There may be some good news for Cabrini Center for Nursing and Rehabilitation Center in the East Village today, just as 2011 comes to a close.
This afternoon, we’ve received a copy of a letter from an attorney representing the owner of the building, who bought it for $25.5 million in September. The letter, a response to last week’s plea for help from local elected officials seeking to avoid closure of the low-income nursing home, reveals that the potential buyer negotiating with current owner, MM 62-74 Avenue B Owner (believed to be backed by Ben Shaoul), is actually a for-profit operator who is seeking to acquire both the nursing home operations and the real estate it occupies.

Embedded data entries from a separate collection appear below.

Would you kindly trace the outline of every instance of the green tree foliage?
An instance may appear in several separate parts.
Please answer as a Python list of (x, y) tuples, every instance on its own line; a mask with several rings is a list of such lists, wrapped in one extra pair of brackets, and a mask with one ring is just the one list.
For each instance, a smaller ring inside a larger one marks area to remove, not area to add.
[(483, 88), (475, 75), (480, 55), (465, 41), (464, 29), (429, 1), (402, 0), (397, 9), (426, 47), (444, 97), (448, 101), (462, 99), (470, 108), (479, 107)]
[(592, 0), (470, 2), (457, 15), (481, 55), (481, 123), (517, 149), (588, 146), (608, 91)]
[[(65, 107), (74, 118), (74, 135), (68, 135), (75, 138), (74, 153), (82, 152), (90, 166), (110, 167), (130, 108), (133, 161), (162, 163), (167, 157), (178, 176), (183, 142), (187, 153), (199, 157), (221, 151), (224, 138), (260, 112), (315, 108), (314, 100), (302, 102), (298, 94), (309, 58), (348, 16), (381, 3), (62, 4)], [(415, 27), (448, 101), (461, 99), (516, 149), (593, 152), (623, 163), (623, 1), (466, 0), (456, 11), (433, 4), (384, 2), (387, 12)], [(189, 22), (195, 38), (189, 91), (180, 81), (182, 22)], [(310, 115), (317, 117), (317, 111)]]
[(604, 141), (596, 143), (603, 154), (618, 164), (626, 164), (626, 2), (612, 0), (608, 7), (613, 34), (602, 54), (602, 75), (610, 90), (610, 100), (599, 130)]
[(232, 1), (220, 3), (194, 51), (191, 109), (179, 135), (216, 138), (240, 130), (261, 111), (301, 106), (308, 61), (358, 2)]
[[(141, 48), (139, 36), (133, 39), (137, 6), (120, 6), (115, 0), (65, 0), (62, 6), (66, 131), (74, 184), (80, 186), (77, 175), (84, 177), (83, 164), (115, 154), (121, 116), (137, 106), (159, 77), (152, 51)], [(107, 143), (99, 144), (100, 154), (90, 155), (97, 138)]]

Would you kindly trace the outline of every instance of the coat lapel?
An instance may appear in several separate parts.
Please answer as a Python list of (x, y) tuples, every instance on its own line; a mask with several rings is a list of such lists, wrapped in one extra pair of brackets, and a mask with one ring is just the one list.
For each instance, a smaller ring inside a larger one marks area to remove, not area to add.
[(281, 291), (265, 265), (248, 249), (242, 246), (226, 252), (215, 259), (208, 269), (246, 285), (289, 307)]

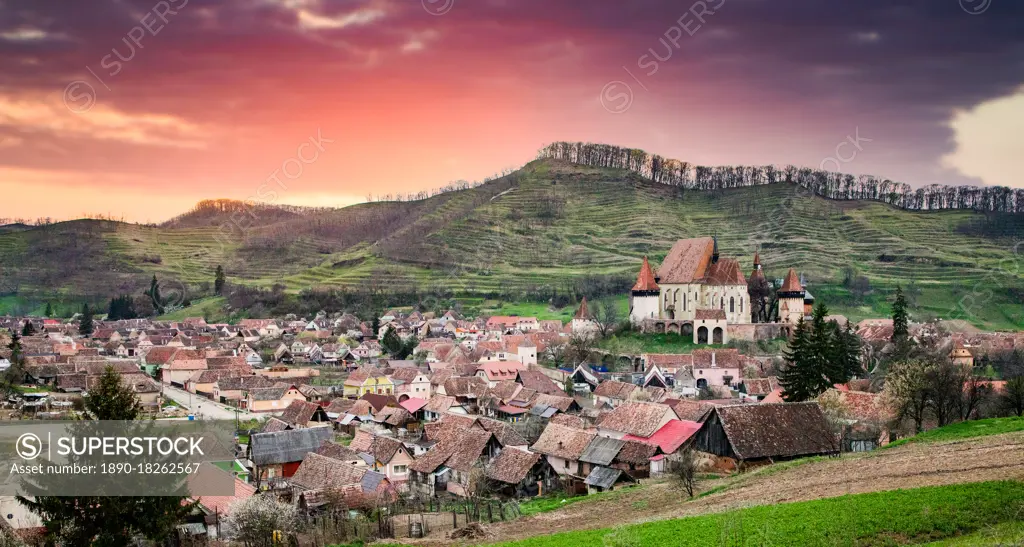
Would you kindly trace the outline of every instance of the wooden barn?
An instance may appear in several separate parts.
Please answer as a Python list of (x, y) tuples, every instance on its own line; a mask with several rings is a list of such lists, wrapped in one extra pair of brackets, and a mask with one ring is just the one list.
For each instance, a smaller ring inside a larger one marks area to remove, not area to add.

Writes Kenneth Fisher, of Cozen O’Connor:
On December 6, 2011, Cabrini’s counsel advised me that it was negotiating with a for-profit operator for the sale of its business operations, and identifying him as a potential purchaser for the real estate as well … after some discussion, and recognizing the urgency of the situation, the parties reached an understanding of what will be necessary for a transaction to occur.

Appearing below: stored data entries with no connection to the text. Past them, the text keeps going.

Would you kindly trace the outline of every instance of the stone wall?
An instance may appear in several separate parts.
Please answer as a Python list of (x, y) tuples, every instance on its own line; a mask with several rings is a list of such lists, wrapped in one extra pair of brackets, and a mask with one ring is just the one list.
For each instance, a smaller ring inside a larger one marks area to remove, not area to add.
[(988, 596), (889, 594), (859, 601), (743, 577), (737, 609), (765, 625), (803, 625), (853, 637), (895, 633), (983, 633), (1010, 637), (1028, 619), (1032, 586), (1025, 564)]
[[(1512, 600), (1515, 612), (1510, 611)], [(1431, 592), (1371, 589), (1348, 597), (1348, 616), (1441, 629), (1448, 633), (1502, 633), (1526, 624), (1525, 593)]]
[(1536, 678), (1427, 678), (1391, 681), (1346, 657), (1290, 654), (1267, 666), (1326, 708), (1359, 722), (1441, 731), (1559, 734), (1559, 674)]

Fisher goes on the caution that no deal has been inked, and asks the recipients of the letter to encourage Cabrini’s leaders and the new operator to conclude their negotiations and reach a deal as soon as possible, as the real estate sale is dependent upon the sale of the business.

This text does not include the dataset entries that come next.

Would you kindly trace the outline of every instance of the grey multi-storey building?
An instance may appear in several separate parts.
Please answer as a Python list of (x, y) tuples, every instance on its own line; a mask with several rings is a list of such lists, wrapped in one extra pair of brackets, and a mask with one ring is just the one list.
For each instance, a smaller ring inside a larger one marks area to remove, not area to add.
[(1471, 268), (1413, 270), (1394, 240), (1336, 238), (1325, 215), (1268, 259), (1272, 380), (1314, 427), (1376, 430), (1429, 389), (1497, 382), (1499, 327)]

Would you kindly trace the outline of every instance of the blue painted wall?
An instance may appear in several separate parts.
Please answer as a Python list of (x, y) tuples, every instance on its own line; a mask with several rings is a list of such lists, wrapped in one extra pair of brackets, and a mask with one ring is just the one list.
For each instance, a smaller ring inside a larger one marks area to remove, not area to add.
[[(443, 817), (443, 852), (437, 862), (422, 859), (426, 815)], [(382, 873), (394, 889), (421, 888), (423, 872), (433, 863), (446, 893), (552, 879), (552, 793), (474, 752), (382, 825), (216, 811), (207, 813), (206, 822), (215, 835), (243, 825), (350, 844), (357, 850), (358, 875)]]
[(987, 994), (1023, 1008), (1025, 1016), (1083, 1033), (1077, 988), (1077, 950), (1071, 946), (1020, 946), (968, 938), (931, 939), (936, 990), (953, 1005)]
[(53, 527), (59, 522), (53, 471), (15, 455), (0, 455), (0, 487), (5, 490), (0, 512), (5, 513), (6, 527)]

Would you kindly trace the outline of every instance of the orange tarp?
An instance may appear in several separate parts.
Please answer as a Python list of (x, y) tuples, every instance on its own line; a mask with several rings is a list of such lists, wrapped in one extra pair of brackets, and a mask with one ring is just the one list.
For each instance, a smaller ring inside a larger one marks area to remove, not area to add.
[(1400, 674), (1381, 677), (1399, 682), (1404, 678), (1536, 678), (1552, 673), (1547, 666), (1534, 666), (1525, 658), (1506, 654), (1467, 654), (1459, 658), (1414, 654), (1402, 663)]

Cabrini’s lease is up in April, which means, as Fisher notes, that closure proceedings for the nursing home would need to begin in early January if the deal falls through. Apparently, according to Fisher’s letters, previous negotiations between Cabrini and the Archdiocese of New York to build a new nursing home, which seemed a sure thing as late as September, when Fisher’s client acquired the building, have fallen through.
Should the nursing home and the potential new operator fail to reach agreement, Fisher makes clear in his letter that his client was proceeding with plans to evict the nursing home from 542 E. Fifth St. “My client purchased the property in good faith, with the intention of upgrading it for an as-of-right use. Their financing is in place and architectural design in under way,” Fisher writes.